Cadet Bareil’s entry, like many stories of the Bajoran people, deals with the aftereffects of the Occupation on society and tells of the near-betrayal of a young Cardassian/Bajoran hybrid by a religious mentor.

An excellent submission to the Writing Challenge, especially from a Cadet! Bareil is clearly a strong writer and I hope he’ll enter this competition again having made Ensign! The story was in the familiar setting of post-occupation Bajor and this always makes for an enjoyable read as it is an environment many Star Trek readers are familiar with. Still a Star Trek setting, it has that element of excitement in ruin that allows for all sorts of plots. What Bareil does well it to create a sense of support for his character. Bajor ought to be spelt without an –e on the end, but otherwise the grammar and spelling were good. As in Lt.Cmdr Devar’s story the flash back memories and skips to the present keep the story exciting and Cadet Bareil exercises it well to build up to an unexpected twist at the end –a welcome addition to any story and in this case I twist that I really did not see coming!! Perhaps concentrating more on betrayal than on deceit that is one of the few criticisms that can be made about this submission. A good story and is certainly a turn at the end where it is the Vedek who is the insane one, rather than the upset father.

"Full Moon" -- Lt. Simon Rocket (Rocket)

Lt. Rocket’s Epic-tale really falls because of its length. In all walks of RL, when submitting a piece of writing the upper word limit needs to be observed –to write three times over limit in a formal examination or essay assessment in college or university would been heavily penalised regardless of the contents merit. Rocket’s story, albeit a little too long, certainly had some strong points and originality. Especially impressive from a player whose mother tongue is not English; this piece would have benefited from more narrowing down to exemplify the overall direction of the story as it tends to lack deception at all, except in a very peripheral sense.

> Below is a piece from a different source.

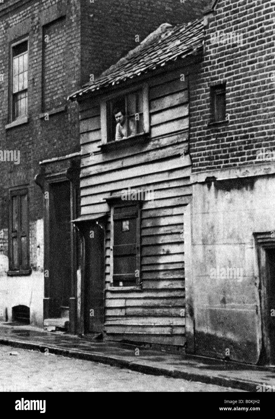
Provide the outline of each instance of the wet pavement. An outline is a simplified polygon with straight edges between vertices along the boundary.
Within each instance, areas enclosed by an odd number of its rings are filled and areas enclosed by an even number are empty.
[[[257,391],[275,386],[275,368],[152,350],[142,346],[99,341],[27,326],[0,324],[0,344],[101,362],[145,374]]]
[[[156,377],[100,362],[0,346],[0,392],[239,391],[181,378]]]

"Taia and Kaia" -- LtCmd Alana Devar

LtCmd Devar’s entry deals with identical twins that were separated as children, with one going on to a Starfleet career and the other into the Maquis. Another fine example of the high quality writing that many of us have come to expect from Alana Devar. Following the timeless classic storyline of two twins following different paths, and switched identities. At first it reminded me of a DS9 episode where Thomas Riker poses as William Riker, however Alana certainly makes it her own as she focuses on the emotions of a betrayal rather than the details of how deception is achieved. Such emotional writing really is a pleasure to read. Likewise, the overall structure of the story was particularly neat, rather than following an obvious linear pattern the reader is treated to jumps back and forth through memories to the present, all the while using a nice mix of narrative and dialogue, however the different sections of the story did seem to either be predominantly dialogue or predominantly narrative description.

Although a clear story of betrayal, I’d have to say that the deceit elements could have been explored a little more: The two sisters agreed to switch places for the day because: “Kaia needed to obtain some medicine for the Bajoran people from her husband’s village who were suffering a deadly epidemic brought on by the Cardassians.” However, the reader is perhaps left wondering why the Federation did not offer aid or even why Taia the Starfleet officer did not simply provide medicine for her sister’s village. The deception here is secondary to the plot, which is really about the betrayal of one sister by the other in order to further the aims of the Maquis with access to the technology and medical supplies of Starfleet. Deception comes in as the Maquis sister replaces the other one, finally killing her in a staged escape attempt. However, the story revolves not around the deception but around the betrayal; all of the emotions, which Alana is so good at writing about, are centered on this and not on the deception.